Let’s rewind to the days before half the world closed its doors. From the end of 2018 to the pre-pandemic peak, the S&P 500 Information Technology Sector rose 65%. The Communication Services Sector, which sported 20% weights to both Alphabet and Facebook, jumped 40%. The S&P 500 itself climbed 35%. Not a bad year for investors, right? So long as they had their money in the right place, that is.
Over that 13 month period, every other sector underperformed the index.
Every market historian knows that the bulk of historical index returns are generated by a handful of names (that’s why we focus so much on identifying relative strength). Rarely, though, has that phenomenon been so readily apparent as it was that year, when more than 80% of sectors lagged the index.
COVID wasn’t the end of that story. In fact, forcing millions of people and their employers to embrace a digital transition was just gasoline on the fire. In the first 8 months of 2020, the Russell 1000 Growth index surged 45% relative to its Value counterpart.
Then came September 2020.
In just 3 days at the start of the month, growth stocks dropped 10%. Value fell only 4%. We couldn’t have known it at the time, but that day would mark the end of growth’s dominance. Value oriented stocks – especially in the Energy and Industrials sectors – have been in the driver’s seat ever since.
Big tech’s trouble couldn’t have started at a more logical place – the same place trouble began more than 20 years ago. Tech’s relative strength peaked exactly at the monthly highs from the internet bubble. Last time, it resulted in an 80% collapse for the sector, and a run of lackluster performance that didn’t reverse until the financial crisis. The question is, will history repeat itself?
The answer may rest on the path of interest rates. Financial assets have benefited from 40 years of falling interest rates since the early 1980s. Not only have lower rates reduced borrowing costs and helped drive economic expansion, they’ve also forced investors out the risk spectrum. An investor that once was happy with a risk-free Treasury yielding 6% hasn’t had that option since the turn of the century.

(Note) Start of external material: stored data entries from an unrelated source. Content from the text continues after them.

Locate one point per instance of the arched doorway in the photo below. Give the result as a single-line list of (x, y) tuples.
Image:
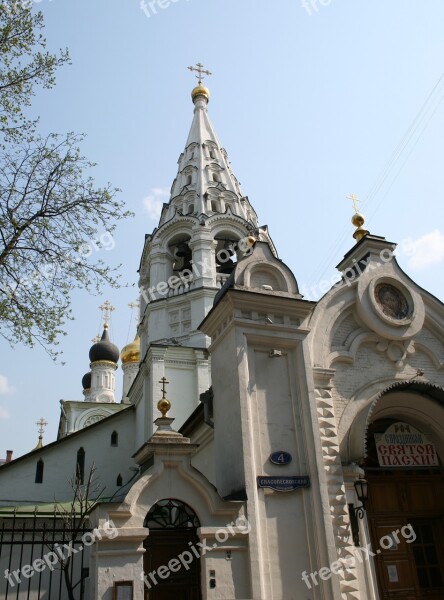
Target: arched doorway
[(405, 510), (172, 533)]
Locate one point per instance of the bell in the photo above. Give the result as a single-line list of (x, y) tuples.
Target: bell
[(228, 245), (182, 250)]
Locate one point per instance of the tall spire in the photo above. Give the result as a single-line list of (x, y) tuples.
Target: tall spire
[(205, 184)]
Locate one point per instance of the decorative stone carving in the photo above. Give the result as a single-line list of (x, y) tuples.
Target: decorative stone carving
[(397, 352), (336, 490), (391, 301)]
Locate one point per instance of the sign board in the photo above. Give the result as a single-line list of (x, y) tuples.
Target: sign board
[(283, 484), (281, 458), (401, 445)]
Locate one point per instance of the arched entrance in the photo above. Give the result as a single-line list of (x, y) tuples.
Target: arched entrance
[(172, 533), (405, 510)]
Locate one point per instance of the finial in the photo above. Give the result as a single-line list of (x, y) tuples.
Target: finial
[(42, 424), (106, 309), (200, 70), (357, 219), (133, 305), (200, 90), (164, 404)]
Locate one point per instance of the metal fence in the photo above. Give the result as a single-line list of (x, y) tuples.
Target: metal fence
[(35, 546)]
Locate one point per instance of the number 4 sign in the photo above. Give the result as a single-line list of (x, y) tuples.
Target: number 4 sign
[(280, 458)]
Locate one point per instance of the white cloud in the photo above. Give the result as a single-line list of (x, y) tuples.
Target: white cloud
[(154, 201), (427, 250), (5, 388)]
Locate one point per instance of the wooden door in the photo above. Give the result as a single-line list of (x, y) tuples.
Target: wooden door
[(165, 545)]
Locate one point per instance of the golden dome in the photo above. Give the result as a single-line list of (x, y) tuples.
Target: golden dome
[(164, 406), (357, 220), (131, 352), (200, 90)]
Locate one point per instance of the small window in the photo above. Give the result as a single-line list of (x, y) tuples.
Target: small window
[(80, 466), (39, 471)]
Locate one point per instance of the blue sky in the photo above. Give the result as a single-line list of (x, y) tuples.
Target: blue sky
[(311, 103)]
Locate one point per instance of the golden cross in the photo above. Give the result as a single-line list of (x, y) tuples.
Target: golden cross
[(199, 69), (41, 423), (107, 309), (355, 201), (163, 381)]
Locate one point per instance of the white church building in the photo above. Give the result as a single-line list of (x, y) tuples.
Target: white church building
[(266, 447)]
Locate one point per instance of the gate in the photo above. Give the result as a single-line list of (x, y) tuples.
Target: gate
[(40, 551)]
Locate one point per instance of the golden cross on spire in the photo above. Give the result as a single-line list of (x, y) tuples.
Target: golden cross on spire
[(355, 201), (163, 381), (200, 70), (41, 423), (106, 309)]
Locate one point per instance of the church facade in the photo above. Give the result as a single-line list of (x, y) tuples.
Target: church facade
[(266, 447)]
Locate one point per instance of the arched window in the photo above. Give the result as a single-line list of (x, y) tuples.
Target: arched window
[(80, 466), (171, 514), (39, 471)]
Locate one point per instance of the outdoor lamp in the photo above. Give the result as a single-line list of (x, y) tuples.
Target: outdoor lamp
[(361, 489), (358, 512)]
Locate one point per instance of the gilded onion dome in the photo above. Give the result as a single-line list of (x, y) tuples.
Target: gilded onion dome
[(131, 352)]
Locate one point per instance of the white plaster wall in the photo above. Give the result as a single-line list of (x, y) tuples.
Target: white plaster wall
[(17, 481)]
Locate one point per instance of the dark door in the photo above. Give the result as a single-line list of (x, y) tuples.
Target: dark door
[(172, 526)]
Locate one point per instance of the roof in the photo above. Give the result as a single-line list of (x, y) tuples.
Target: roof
[(71, 436)]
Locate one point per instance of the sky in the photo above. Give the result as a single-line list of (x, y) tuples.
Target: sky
[(312, 101)]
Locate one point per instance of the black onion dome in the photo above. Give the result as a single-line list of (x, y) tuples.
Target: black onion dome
[(86, 381), (104, 350)]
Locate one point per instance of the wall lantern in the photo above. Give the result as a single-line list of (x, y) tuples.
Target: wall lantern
[(358, 512)]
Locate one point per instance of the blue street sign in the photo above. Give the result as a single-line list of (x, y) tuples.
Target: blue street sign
[(283, 484), (281, 458)]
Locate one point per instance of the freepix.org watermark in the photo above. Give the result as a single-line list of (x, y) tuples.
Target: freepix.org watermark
[(312, 6), (151, 7), (359, 555), (351, 274), (60, 553), (195, 552)]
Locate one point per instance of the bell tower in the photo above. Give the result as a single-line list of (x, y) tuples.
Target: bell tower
[(207, 225)]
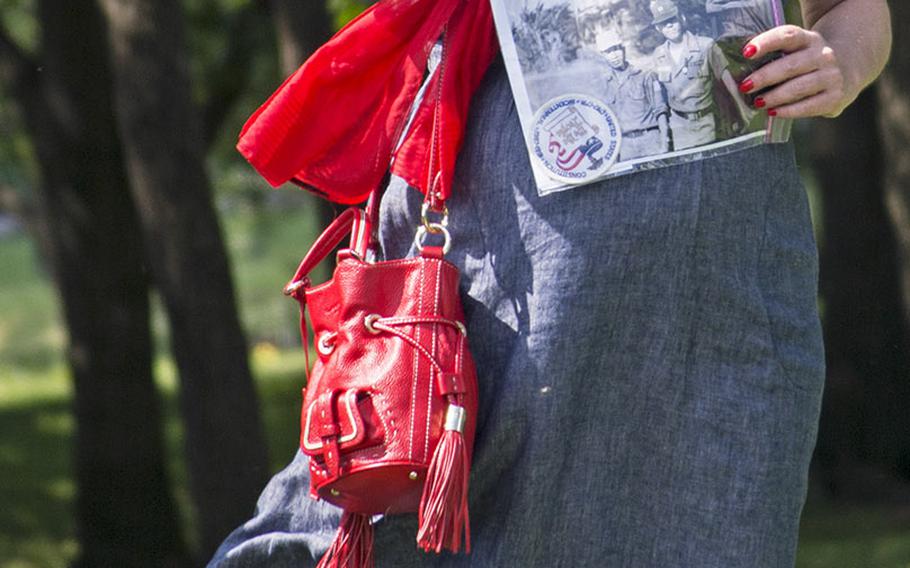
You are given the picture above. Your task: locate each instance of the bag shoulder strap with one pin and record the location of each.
(354, 221)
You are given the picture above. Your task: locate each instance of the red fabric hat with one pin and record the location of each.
(333, 125)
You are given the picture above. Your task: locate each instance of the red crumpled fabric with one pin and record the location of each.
(333, 125)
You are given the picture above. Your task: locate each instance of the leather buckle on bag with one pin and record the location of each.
(350, 400)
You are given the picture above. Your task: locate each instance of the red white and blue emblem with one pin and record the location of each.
(576, 138)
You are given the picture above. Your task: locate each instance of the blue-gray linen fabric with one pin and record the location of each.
(650, 366)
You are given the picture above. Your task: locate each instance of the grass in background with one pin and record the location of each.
(266, 243)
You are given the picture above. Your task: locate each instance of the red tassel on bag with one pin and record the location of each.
(443, 516)
(353, 544)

Instead, they’ve had to allocate funds towards riskier asset classes – high yield bonds, real estate, stocks, etc. And because interest rates are a primary component of the discount rate used to estimate the value of most assets, stocks with higher long-term growth expectations have disproportionately benefited.
That 40-year run for rates may be at an end, though. With inflation far above the Federal Reserve’s 2% target, they’ve raised short-term borrowing costs at 9 consecutive meetings since last March. Interest rates across the curve have risen to levels not seen since the Financial Crisis.
Growth stocks felt the consequences in 2022. Information Technology, Communication Services, and Consumer Discretionary (dominated by Amazon and Tesla) were all leaders on the downside. Value and risk-off sectors, meanwhile, held up significantly better.
In 2023, though, the narrative has reversed. Tech, Communications, and Discretionary are each up double digits, while everyone else is in the red.
Interest rates again are largely to blame. The 10-Year Treasury yield has retreated from last year’s highs and is threatening to fall below support. If it does, big tech is set to remain in the driver’s seat.
Besides a resurgence in yields, what’s the biggest risk to this narrative? The ‘why’ of interest rates breaking down.
In the first few months of the year, economists and investors began to believe the Federal Reserve was close to achieving a so-called ‘soft landing’, i.e. controlling inflation without causing a recession. If so, rate hikes would soon be at an end, and investors could be more confident in valuing a growing company’s prospects.
With the failure of Silicon Valley and Signature Bank, though, that soft landing scenario seems unlikely. Deposits are flowing out of banks across the country and into money-market funds, and banks will almost certainly respond by pulling back on credit issuance. Those types of credit crunches often lead to recession.
Markets have responded by pricing in a series of rate cuts by the Fed in the back half of this year, and the prospect of lower rates brings with it all those growth stock tailwinds of the 2010s. While Financials, Industrials, Energy, and Materials sectors have all dropped since SVB’s collapse, Tech, Communications, and Discretionary are doing just fine.
The question is, will Powell & Co. play along? Powell isn’t forecasting cuts this year, and neither are his colleagues. But they don’t sound too confident in a soft landing either. Instead, they continue to point towards the risks of removing restrictive policy too early, lest they repeat the mistakes of the 1970s. Their mandate is to maintain price stability and full employment, and they can’t achieve the latter without first ensuring the former. In other words, Powell’s Fed may not offer the same monetary support that we’ve grown accustomed to during recent recessions.
If that’s the case, it may not matter which sectors are showing relative strength – they’ll all be facing some serious pressure. Bear markets that coincide with recessions often take years to find a bottom. And you’d be hard-pressed to find one that’s bottomed before the recession even began. That’s the crux of the bear case for stocks.
Here’s one final chart to chew on: Tech is back above those monthly, internet bubble highs, and it’s set to challenge the weekly level.
If Information Technology, the biggest sector in the index, is setting new all-time relative highs… well, good luck defending that bear case.